Climate change documentary Kiss the Ground—which made its debut on Netflix last fall—is now being offered to schools for free. Backed by a slew of celebrities and activists, Kiss the Ground took seven years to make and focuses on regenerative agriculture as a means to move away from current, climate-damaging practices such as factory farming, use of pesticides, and fossil fuels. Directed by Rebecca and Josh Tickell, the film offers a variety of solutions to combat climate change, including improving rice cultivation, tree intercropping, and shifting to a diet rich in plants. Narrated by vegan actor Woody Harrelson, Kiss the Ground spotlights a variety of global activists working to save the world’s topsoil through regenerative practices and features appearances by actors Ian Somerhalder, Patricia Arquette, David Arquette, model Gisele Bündchen, and musician Jason Mraz, among others. 

Free for Schools
This month, Kiss the Ground: For Schools became available for free to all schools, teachers, students, and community educators. The 45-minute educational version of the film features additional scenes not included in the full-length version of the film such as an interview with actress and social justice advocate Rosario Dawson and Lakota tribe elder Tony Tenfingers. The educational film is also available in 18 languages, including English closed captions, Spanish, Mandarin, and Hindi. “’Kiss the Ground: For Schools represents a watershed moment for our country’s educational system,” Director Rebecca Tickell said. “This is the first time that climate change reversal through regeneration and drawdown will be taught in classrooms—both online and in person. The new version of the film for schools and the forthcoming curricula will provide powerful new tools to students everywhere.”

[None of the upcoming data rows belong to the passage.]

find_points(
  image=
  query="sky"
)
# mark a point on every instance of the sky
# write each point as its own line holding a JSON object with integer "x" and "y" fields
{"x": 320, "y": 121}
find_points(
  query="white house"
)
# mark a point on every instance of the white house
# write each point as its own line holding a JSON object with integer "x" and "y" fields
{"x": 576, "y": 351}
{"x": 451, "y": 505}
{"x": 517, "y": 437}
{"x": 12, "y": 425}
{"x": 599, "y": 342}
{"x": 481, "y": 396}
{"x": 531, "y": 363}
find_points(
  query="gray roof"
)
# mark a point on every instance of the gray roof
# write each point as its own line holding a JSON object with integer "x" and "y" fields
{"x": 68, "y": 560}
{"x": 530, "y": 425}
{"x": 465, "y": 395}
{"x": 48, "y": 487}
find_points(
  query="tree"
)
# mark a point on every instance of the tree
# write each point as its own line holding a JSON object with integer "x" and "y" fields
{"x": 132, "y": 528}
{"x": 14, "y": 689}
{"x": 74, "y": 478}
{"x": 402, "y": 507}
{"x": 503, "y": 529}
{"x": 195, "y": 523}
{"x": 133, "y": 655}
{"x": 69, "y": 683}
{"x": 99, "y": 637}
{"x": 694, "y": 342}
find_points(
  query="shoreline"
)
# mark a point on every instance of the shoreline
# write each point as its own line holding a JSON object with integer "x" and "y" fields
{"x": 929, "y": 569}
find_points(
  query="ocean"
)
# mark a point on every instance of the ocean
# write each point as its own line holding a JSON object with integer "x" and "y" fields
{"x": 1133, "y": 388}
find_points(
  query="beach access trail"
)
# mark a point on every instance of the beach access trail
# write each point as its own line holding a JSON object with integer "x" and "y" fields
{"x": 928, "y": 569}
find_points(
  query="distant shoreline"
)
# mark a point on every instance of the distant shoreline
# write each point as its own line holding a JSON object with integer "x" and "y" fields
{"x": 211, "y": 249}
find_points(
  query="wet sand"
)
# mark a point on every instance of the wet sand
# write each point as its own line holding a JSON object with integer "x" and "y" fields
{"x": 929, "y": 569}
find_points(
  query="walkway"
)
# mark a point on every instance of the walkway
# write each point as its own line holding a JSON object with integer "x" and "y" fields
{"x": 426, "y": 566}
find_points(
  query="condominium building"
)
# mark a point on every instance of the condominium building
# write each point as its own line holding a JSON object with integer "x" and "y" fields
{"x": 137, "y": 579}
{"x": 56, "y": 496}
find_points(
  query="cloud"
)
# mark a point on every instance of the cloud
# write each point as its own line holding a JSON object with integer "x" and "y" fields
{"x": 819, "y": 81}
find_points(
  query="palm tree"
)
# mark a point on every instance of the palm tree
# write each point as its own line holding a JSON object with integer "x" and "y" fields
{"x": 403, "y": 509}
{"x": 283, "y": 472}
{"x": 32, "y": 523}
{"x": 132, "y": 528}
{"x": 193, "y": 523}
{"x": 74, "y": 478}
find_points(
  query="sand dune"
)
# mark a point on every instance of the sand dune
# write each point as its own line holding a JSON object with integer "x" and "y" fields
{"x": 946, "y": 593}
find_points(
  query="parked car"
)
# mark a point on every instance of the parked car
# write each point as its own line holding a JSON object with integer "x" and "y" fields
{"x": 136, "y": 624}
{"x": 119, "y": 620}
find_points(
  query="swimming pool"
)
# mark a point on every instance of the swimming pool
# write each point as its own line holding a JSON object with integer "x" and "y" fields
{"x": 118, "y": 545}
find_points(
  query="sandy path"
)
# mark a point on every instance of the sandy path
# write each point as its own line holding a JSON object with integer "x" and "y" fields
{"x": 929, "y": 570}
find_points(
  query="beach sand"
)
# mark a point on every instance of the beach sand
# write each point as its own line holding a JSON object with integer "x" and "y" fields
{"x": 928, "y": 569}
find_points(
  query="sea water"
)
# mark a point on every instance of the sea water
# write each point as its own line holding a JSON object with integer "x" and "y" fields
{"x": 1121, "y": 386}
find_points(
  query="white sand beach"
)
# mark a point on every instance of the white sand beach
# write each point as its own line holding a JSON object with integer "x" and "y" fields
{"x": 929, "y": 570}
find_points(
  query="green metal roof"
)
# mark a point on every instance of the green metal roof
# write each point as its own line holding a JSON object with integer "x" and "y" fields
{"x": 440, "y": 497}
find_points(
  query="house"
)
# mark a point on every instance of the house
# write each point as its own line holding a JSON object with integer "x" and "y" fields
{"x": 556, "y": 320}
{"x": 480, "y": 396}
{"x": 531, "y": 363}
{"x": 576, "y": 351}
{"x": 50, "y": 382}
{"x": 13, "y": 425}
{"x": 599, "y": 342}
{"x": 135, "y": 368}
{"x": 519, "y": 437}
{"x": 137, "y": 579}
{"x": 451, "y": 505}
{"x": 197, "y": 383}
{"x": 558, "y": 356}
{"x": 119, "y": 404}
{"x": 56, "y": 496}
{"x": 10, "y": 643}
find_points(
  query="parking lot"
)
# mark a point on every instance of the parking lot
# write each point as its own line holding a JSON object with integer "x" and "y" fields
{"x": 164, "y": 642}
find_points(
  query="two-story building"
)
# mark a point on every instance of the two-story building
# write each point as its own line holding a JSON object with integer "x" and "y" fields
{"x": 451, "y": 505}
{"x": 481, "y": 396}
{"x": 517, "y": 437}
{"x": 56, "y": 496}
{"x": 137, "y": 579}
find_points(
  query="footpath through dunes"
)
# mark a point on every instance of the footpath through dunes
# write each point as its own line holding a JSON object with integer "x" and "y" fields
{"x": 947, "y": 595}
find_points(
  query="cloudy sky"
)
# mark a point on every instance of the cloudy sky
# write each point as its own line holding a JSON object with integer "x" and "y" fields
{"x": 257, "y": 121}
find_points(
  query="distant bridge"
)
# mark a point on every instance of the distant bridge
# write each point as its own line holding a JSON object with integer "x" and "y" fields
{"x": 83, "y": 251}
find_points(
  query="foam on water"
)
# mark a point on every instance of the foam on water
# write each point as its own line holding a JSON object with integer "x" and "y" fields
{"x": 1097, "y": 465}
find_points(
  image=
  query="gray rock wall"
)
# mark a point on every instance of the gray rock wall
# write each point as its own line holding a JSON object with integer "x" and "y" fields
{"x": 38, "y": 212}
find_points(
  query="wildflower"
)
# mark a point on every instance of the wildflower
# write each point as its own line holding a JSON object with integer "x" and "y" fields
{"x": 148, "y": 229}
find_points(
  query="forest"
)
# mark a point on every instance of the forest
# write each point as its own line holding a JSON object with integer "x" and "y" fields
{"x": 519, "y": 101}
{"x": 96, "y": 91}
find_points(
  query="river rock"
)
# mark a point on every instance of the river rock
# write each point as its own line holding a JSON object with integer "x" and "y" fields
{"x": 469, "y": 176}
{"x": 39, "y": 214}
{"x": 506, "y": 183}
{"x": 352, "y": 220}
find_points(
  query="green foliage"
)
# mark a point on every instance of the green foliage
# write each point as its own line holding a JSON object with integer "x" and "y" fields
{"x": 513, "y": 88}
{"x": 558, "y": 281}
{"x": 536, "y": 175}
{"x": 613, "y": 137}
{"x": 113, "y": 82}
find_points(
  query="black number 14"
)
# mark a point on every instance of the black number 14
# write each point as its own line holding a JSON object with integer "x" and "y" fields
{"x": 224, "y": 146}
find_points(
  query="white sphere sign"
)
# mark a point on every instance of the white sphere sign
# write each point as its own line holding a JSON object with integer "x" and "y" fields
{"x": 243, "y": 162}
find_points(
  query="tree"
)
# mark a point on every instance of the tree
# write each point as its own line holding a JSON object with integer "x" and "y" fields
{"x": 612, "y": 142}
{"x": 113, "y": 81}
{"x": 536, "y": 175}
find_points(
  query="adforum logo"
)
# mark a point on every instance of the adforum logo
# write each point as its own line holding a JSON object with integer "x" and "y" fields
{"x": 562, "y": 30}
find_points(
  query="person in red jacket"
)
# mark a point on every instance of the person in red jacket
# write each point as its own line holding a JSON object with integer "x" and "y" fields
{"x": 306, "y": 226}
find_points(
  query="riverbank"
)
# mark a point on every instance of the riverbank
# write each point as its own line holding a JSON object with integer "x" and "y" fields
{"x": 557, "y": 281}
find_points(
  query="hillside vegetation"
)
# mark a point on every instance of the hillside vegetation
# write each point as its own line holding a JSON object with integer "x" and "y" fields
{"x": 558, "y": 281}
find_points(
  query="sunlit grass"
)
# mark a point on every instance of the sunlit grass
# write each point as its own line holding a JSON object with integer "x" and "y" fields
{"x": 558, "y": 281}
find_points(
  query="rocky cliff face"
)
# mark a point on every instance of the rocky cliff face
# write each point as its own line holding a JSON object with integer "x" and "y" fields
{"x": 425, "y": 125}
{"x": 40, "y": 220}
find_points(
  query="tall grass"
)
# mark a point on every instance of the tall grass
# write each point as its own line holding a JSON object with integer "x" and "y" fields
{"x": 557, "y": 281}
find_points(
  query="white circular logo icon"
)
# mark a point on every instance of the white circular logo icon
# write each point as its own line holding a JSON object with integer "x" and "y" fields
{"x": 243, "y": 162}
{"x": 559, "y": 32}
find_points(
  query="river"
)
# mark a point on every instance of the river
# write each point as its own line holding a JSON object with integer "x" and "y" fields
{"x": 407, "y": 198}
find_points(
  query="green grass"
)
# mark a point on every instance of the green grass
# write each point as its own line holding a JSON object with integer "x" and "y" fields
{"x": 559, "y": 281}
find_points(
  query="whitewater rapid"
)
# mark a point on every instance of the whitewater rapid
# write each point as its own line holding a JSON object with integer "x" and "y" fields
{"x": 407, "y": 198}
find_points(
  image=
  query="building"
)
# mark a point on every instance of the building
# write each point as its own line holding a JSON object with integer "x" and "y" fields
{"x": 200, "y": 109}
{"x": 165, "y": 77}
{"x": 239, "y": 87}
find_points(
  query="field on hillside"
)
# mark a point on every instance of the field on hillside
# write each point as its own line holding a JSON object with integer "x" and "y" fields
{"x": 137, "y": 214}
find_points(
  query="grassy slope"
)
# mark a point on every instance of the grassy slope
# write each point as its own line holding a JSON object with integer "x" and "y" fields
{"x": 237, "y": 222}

The film creators also partnered with the National Science Teaching Association (NSTA) to create supplementary teaching materials, such as lesson plans and student activity sheets, which will be available to educators in March ahead of Earth day through NSTA will also develop and distribute a follow-up curriculum on Earth Day, April 22, 2021. 

“Rebecca and I are proud to present this new version of Kiss The Ground for free and make it widely available online to 114,000 US schools and to over 35 million students nationally and millions more internationally,” director Josh Tickell said. “One of the key messages in our film is today’s youth are the best positioned leaders to implement the practices of regeneration and climate change reversal.”